The birthplace of the Declaration of Independence, the near-geographical-center of a nation reaching no more than a few hundred miles inland but stretching all the way from Maine to the northern border of Spanish Florida, Philadelphia sat at the crossroads of a turbulent new nation still seeking to right itself in the wake of the Revolution.

In dramatic evidence of the city’s growing importance, a new coach service was introduced in the spring of 1787, making it possible to travel all the way from New York to Philadelphia in a single day--as long as none of the horses fell dead or pulled up lame.

Late in the afternoon of May 3, 1787, the fast coach from New York arrived more or less on time with 36-year-old James Madison as one of its passengers.

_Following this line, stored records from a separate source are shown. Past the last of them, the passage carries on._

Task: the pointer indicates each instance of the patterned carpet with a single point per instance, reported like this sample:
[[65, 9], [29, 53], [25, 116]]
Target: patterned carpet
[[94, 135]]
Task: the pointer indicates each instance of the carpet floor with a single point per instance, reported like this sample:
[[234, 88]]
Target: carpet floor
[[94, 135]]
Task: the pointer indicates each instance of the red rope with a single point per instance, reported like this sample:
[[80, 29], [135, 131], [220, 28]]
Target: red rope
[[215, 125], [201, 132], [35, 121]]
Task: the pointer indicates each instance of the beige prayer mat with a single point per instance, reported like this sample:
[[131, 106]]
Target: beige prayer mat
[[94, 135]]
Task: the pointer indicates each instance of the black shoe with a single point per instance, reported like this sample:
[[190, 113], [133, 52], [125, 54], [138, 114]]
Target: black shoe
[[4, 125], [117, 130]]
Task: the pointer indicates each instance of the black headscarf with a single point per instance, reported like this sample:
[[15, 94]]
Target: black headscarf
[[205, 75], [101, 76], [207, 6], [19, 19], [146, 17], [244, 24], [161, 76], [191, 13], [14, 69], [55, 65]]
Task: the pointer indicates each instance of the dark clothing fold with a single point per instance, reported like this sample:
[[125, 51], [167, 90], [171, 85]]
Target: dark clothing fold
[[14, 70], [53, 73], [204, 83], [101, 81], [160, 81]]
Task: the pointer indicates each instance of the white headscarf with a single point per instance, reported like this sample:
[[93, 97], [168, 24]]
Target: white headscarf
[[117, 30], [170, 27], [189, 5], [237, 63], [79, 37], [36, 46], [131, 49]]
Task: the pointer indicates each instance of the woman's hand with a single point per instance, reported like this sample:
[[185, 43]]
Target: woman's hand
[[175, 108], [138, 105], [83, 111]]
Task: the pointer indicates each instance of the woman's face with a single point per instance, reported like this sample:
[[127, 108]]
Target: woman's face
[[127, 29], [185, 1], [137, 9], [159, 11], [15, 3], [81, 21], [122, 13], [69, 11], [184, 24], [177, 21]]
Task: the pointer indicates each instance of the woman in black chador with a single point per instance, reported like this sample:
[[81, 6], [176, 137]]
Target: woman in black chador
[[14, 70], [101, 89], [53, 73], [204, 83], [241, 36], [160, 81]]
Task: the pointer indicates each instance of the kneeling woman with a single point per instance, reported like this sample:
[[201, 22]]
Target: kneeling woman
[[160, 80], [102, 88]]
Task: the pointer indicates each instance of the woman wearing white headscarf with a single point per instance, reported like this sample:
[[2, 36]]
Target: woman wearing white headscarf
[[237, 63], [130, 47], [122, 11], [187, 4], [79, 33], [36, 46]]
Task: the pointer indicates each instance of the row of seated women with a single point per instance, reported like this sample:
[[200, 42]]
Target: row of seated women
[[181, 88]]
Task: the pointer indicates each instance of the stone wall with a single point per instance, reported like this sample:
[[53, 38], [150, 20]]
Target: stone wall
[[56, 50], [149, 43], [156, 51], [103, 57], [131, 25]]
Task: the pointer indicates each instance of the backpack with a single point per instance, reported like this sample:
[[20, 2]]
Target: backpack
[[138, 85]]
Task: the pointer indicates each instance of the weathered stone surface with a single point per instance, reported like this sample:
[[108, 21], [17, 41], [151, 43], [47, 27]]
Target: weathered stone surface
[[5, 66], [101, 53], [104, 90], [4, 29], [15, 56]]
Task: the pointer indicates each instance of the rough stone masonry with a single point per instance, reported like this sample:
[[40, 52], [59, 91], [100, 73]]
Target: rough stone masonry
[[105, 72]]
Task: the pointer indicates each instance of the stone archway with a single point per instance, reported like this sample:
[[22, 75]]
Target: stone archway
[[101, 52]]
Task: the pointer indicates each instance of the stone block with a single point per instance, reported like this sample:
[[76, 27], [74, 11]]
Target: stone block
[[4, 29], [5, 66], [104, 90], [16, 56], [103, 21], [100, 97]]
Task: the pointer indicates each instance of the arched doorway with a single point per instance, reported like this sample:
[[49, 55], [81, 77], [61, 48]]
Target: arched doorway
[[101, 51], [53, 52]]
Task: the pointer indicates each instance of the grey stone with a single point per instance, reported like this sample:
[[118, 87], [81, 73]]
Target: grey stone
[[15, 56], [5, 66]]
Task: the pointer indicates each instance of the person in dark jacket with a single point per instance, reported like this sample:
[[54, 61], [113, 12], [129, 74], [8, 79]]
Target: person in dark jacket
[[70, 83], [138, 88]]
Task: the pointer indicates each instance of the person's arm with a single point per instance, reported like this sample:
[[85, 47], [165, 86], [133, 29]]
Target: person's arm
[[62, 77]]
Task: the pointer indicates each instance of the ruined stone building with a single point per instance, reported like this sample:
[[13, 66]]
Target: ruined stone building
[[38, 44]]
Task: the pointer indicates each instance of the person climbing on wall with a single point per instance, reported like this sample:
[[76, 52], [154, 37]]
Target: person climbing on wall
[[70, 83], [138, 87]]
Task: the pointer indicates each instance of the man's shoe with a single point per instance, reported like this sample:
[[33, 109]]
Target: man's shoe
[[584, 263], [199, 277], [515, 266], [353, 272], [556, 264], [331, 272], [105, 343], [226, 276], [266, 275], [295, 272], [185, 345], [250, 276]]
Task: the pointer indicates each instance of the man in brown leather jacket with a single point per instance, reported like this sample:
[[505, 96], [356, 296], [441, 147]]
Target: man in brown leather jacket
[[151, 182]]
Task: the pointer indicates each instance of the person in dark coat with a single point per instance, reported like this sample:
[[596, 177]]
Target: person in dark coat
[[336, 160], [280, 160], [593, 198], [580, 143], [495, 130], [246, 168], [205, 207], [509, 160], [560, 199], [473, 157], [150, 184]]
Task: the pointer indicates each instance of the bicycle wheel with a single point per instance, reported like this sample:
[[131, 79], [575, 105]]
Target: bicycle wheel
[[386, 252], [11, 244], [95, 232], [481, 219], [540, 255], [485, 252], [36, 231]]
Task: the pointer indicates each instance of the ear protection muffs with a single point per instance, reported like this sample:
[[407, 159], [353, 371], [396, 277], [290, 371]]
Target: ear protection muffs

Less than a year earlier, the slight, balding Madison had been one of a dozen delegates from five states who had met in Annapolis, Md., to grapple with a host of threatening economic problems that descended upon post-Revolutionary America. The conference failed, but it produced a call for a Philadelphia convention to address both the troublesome issues and the manifest shortcomings of the Articles of Confederation, the governmental charter adopted by the 13 newly independent states in 1781.

Thereafter, Madison had set about persuading his own state of Virginia to take the lead by selecting a slate of delegates. He had also worked furiously at an exhaustive examination of political systems down through history, writing in detail his ideas for a new government in America.

Hero of the Revolution

More important still, he had set out to persuade a reluctant George Washington to leave retirement at Mount Vernon, his estate on the Potomac River in Virginia, and come to Philadelphia as a delegate. The hero of the Revolution was still--six years after Lord Cornwallis’ surrender at Yorktown--the most revered man in America and indisputably the crucial figure in the planned conclave. He was the only man in the country with the stature to calm fractious delegates riven by disparate interests.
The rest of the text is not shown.